La renovada Suprema Corte de Justicia de la Nación cumple este martes su primer año tras la reforma judicial, con 163 sesiones públicas y más de 2 mil 600 asuntos resueltos, en un periodo marcado por giro hacia derechos indígenas, desahogo de litigios fiscales multimillonarios y aval a reformas de López Obrador y Sheinbaum, aunque con fallos contrarios.
En sus primeros meses destrabó expedientes rezagados, entre ellos los de empresas de Ricardo Salinas Pliego, a las que confirmó créditos fiscales por más de 48 mil 326 millones de pesos.
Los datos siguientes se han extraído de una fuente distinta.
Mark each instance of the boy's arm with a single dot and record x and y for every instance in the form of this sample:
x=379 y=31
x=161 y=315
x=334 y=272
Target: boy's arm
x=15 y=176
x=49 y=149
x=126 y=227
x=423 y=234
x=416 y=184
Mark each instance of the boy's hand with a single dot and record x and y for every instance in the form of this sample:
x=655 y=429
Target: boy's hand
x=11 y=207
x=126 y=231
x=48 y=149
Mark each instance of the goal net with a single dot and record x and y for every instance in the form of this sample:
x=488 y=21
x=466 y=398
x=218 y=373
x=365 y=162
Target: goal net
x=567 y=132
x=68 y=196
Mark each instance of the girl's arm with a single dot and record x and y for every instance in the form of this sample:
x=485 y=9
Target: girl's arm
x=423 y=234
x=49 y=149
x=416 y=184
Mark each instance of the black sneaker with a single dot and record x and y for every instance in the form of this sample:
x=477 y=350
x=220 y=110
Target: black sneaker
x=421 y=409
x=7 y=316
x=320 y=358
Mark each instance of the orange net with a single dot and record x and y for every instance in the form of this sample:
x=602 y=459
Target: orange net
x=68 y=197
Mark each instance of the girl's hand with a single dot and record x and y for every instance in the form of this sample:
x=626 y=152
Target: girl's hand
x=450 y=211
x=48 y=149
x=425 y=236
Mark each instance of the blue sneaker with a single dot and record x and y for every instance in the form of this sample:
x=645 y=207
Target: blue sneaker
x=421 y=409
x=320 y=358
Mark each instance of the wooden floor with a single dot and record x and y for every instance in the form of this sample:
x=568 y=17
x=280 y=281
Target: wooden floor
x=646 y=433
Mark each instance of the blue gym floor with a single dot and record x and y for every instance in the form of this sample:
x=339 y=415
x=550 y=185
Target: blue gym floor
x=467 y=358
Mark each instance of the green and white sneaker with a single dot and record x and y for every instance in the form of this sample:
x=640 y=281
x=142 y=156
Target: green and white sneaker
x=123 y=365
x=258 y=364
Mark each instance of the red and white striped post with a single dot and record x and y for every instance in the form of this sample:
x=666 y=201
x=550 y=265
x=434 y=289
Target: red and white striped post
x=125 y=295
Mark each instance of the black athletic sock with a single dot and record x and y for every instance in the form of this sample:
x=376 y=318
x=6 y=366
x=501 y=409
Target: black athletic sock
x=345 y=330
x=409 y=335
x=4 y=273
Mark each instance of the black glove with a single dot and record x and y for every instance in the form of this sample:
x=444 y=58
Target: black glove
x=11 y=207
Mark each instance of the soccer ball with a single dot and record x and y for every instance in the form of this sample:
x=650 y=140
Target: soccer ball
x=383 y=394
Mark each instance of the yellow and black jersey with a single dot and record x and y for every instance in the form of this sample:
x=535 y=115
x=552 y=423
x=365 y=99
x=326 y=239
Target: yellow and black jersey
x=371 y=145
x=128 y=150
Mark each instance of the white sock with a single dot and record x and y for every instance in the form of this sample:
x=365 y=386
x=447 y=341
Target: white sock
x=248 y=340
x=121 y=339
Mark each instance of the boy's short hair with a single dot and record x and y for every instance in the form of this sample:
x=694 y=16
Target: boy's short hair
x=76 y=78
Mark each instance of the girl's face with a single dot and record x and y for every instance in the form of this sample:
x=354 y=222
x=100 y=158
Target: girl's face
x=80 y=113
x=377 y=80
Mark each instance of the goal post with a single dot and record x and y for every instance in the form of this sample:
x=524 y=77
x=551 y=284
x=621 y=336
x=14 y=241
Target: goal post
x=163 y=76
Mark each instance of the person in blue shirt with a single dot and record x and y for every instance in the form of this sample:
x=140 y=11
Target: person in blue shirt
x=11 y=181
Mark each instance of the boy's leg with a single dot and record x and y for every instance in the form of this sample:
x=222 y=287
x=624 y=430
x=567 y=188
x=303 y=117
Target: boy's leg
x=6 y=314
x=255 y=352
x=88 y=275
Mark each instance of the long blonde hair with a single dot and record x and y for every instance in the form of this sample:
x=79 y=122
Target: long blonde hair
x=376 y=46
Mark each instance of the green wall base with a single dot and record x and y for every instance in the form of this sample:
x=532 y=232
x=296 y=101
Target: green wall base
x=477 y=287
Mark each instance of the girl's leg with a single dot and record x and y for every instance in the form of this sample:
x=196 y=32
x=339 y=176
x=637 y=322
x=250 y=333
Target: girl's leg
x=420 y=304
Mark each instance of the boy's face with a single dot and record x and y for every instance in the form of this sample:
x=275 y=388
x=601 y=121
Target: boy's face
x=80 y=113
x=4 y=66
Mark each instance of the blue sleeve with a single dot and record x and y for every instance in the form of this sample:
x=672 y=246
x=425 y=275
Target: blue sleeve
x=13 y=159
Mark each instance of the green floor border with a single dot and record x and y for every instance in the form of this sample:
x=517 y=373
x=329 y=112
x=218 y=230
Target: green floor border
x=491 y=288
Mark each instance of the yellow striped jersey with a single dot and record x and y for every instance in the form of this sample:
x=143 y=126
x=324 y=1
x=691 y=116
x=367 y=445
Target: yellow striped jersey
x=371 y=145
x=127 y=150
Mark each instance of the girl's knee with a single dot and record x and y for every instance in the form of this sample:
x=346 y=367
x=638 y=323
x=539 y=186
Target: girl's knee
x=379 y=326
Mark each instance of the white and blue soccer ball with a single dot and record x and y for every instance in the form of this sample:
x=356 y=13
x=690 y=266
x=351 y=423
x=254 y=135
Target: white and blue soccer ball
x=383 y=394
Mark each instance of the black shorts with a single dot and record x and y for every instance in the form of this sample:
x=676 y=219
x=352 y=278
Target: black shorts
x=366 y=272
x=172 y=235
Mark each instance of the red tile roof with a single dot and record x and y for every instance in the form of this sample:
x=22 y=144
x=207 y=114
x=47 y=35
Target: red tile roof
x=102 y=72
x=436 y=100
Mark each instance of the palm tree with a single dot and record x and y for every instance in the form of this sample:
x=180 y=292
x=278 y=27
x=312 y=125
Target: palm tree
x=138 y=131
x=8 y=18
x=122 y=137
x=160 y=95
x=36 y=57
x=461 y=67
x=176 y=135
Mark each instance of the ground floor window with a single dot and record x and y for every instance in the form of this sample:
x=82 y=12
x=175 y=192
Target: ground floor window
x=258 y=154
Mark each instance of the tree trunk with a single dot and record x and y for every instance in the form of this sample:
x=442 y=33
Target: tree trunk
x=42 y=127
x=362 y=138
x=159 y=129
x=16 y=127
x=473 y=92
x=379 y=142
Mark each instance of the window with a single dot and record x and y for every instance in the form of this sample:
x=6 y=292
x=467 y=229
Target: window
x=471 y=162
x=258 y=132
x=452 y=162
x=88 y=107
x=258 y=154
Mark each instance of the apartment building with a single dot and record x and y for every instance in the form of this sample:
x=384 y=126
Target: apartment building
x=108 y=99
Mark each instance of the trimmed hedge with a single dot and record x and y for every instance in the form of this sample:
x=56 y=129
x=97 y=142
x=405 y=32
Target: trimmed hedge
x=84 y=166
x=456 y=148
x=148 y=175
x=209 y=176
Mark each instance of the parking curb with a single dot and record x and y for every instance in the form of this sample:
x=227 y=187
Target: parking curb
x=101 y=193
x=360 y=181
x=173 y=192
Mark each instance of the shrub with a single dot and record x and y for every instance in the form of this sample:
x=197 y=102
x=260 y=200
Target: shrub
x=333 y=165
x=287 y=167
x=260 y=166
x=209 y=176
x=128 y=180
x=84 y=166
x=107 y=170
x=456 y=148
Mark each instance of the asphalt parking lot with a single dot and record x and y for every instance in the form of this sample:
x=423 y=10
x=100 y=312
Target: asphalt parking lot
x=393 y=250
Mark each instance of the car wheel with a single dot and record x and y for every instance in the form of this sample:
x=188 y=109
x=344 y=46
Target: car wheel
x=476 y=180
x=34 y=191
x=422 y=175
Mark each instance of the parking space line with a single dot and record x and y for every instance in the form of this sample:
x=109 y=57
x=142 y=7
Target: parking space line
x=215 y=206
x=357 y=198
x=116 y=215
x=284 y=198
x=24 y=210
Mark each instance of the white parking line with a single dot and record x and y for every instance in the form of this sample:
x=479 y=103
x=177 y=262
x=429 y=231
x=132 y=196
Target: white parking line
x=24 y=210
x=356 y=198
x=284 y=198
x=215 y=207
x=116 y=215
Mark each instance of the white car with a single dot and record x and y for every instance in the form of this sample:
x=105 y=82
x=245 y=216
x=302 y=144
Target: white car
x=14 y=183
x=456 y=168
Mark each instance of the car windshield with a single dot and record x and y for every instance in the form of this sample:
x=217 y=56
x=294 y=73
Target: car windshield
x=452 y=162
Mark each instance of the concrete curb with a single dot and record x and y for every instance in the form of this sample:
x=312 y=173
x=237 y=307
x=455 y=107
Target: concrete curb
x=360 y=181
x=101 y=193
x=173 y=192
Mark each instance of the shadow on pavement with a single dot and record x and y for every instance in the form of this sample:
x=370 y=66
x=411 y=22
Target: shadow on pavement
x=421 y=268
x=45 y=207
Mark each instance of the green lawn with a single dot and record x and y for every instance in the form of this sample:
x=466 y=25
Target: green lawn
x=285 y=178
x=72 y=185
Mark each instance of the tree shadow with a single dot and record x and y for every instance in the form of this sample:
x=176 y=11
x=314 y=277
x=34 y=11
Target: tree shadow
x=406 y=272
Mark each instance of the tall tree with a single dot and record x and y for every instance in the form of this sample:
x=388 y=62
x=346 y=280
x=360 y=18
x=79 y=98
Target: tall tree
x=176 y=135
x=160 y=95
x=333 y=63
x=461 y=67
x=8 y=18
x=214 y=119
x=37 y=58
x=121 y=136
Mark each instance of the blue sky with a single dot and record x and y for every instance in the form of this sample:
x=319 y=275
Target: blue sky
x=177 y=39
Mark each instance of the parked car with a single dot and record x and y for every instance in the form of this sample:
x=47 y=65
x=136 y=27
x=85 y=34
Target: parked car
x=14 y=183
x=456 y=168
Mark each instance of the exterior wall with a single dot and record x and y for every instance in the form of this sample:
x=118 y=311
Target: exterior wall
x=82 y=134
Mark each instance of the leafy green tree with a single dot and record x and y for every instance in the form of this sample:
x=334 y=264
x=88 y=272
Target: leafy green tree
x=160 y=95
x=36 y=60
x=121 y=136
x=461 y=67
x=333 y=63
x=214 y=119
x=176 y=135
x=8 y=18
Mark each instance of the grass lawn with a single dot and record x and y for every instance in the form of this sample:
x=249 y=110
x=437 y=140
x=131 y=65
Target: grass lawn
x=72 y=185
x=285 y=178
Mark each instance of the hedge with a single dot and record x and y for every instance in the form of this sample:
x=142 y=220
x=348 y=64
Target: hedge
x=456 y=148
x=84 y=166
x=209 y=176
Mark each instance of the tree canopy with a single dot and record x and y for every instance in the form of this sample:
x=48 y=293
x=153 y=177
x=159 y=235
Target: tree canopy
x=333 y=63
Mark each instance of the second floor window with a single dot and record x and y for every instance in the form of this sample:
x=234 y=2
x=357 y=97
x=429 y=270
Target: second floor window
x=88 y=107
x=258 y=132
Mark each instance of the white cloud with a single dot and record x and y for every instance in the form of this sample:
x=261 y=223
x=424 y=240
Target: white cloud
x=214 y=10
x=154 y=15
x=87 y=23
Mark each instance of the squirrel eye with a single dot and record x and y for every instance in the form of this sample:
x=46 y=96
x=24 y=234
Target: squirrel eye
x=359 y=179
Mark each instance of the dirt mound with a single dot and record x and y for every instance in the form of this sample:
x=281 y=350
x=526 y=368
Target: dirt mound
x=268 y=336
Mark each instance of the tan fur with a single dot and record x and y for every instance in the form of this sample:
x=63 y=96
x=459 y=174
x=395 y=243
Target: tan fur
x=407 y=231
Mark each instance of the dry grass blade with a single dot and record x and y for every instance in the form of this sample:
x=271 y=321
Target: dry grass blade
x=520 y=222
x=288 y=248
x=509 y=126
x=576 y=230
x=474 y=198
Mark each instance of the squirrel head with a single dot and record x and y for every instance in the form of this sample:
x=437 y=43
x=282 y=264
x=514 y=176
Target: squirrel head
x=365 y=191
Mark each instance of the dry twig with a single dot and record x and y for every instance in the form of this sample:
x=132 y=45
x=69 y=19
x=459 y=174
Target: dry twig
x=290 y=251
También fijó criterios sobre lavado de dinero, abuso sexual infantil, factureras, violencia vicaria y acceso al agua, pero mantiene pendientes como la prisión preventiva oficiosa.
Su presidente, Hugo Aguilar Ortiz, calificó de «sumamente positivo» el desempeño de la «nueva Corte», aunque reconoció que el reto es extender visión al resto del Poder Judicial donde persisten rezagos. «Esto de volver a cerrar las puertas de la Corte, cerrar los cubículos de los ministros y pensar que sin diálogo va a ser iluminado el ministro para encontrar las mejores soluciones, se acabó. Eso se queda en el pasado», dijo a La Jornada.
Aguilar recordó que heredaron más de mil 400 asuntos rezagados, algunos con hasta seis años en archivo, y a principios de agosto quedaban sólo 56. Sobre prisión preventiva oficiosa: «Sí, yo espero que lo saquemos en este año».
Entre fallos, reconoció a pueblos indígenas y afromexicanos como terceros interesados en controversias que afecten sus derechos. Desde septiembre resolvió 56 asuntos relacionados, sobre consulta, materia agraria y ambiente. En género, estableció que niñas y niños víctimas de abuso sexual no pueden ser obligados a revivir daño con nuevas declaraciones, y avaló pensión compensatoria en concubinato LGBTQ+.